IT Security Newsletter

IT Security Newsletter - 03/16/2021

Written by Cadre | Tue, Mar 16, 2021

Hackers hide credit card data from compromised stores in JPG file

Hackers have come up with a sneaky method to steal payment card data from compromised online stores that reduces the suspicious traffic footprint and helps them evade detection. Instead of sending the card info to a server they control, hackers hide it in a JPG image and store it on the infected website. Researchers at website security company Sucuri found the new exfiltration technique when investigating a compromised online shop running version 2 of the open-source Magento e-commerce platform. READ MORE...

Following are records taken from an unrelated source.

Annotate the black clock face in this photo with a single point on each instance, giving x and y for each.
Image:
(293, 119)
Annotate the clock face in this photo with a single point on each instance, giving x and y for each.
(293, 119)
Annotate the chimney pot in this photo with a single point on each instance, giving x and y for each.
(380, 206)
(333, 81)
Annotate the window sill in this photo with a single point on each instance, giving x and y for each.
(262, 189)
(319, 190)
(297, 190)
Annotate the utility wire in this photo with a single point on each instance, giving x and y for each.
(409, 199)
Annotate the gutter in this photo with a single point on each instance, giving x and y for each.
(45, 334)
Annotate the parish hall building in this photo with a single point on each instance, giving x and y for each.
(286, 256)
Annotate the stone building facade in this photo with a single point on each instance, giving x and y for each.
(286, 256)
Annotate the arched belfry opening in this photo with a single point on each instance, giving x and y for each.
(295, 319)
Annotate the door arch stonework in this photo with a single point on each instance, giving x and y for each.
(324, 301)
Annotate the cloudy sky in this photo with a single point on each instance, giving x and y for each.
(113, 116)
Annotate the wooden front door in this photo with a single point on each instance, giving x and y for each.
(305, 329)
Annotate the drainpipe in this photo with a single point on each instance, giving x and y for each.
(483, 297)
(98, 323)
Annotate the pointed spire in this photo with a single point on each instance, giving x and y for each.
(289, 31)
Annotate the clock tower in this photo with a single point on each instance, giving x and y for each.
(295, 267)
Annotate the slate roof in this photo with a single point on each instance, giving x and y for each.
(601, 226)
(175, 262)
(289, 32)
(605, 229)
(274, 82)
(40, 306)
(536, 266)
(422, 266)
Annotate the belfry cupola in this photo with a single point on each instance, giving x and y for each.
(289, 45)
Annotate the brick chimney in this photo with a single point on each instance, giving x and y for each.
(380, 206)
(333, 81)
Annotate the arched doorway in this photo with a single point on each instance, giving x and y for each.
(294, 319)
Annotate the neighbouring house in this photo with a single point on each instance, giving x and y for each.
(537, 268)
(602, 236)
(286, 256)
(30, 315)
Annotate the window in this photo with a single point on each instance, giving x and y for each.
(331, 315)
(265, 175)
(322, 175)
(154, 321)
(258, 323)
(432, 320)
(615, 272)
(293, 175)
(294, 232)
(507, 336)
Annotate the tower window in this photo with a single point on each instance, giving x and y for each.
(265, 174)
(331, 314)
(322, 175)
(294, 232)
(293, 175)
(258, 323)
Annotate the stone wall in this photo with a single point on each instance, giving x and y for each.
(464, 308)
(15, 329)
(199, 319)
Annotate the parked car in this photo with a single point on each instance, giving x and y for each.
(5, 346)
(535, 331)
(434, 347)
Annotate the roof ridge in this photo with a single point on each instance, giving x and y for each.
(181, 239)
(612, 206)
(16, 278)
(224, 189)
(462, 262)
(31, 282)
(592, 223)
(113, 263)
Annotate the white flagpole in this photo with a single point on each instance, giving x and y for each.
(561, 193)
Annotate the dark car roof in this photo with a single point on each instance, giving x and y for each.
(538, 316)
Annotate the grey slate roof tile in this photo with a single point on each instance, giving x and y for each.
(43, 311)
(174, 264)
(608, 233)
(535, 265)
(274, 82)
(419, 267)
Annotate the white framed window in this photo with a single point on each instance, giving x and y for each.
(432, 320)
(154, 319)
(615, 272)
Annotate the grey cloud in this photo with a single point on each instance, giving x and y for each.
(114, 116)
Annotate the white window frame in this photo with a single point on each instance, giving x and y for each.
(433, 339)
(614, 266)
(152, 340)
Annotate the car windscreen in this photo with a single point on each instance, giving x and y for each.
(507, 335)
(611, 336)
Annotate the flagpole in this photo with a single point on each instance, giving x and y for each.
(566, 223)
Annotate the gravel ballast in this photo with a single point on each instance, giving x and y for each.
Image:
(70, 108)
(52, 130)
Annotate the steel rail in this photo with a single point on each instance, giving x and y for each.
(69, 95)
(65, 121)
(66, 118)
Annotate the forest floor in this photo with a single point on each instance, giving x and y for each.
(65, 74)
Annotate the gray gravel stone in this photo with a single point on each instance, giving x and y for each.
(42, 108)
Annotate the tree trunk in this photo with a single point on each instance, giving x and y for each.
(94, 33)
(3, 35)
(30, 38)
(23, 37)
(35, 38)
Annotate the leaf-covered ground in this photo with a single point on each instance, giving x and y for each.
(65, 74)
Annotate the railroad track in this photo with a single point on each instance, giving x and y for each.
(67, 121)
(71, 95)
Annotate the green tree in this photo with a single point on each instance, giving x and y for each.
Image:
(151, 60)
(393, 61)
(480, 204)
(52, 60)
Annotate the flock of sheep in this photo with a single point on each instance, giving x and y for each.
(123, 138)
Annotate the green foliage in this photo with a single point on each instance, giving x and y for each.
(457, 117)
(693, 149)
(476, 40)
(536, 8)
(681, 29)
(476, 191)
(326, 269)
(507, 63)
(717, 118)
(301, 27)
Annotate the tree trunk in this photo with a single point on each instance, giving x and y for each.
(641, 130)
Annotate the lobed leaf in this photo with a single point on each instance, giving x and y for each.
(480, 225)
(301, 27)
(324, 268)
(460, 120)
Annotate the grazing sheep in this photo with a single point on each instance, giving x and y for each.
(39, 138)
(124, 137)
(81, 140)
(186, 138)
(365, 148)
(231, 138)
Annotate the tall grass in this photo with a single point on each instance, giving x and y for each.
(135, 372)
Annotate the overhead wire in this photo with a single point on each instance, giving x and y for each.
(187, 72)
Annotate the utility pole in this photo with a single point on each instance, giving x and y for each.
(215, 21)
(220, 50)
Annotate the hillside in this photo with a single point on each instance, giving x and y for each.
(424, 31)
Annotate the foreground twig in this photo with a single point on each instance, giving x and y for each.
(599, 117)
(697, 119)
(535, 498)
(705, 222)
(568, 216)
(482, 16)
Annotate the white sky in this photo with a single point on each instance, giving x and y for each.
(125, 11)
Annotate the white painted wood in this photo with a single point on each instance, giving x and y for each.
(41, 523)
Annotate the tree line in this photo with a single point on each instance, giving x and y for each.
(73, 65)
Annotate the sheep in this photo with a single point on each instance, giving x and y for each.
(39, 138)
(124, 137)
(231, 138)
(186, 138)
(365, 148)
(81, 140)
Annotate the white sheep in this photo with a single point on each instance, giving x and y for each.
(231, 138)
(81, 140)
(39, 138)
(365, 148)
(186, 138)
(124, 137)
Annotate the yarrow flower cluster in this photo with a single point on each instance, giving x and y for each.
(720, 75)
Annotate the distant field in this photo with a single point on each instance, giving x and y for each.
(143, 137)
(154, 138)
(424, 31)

Ransomware attack forces college to tell students to stay at home

A UK college says it has closed its campus buildings for one week, and advised students that all lessons and lectures will be taking place online, following a ransomware attack. South & City College in Birmingham, which has over 20,000 students aged 14 and over, says that it suffered a "major ransomware attack" that has disabled many of its core IT systems. As a result, yesterday the college informed students it was shutting its eight sites, and reverting to online teaching. READ MORE...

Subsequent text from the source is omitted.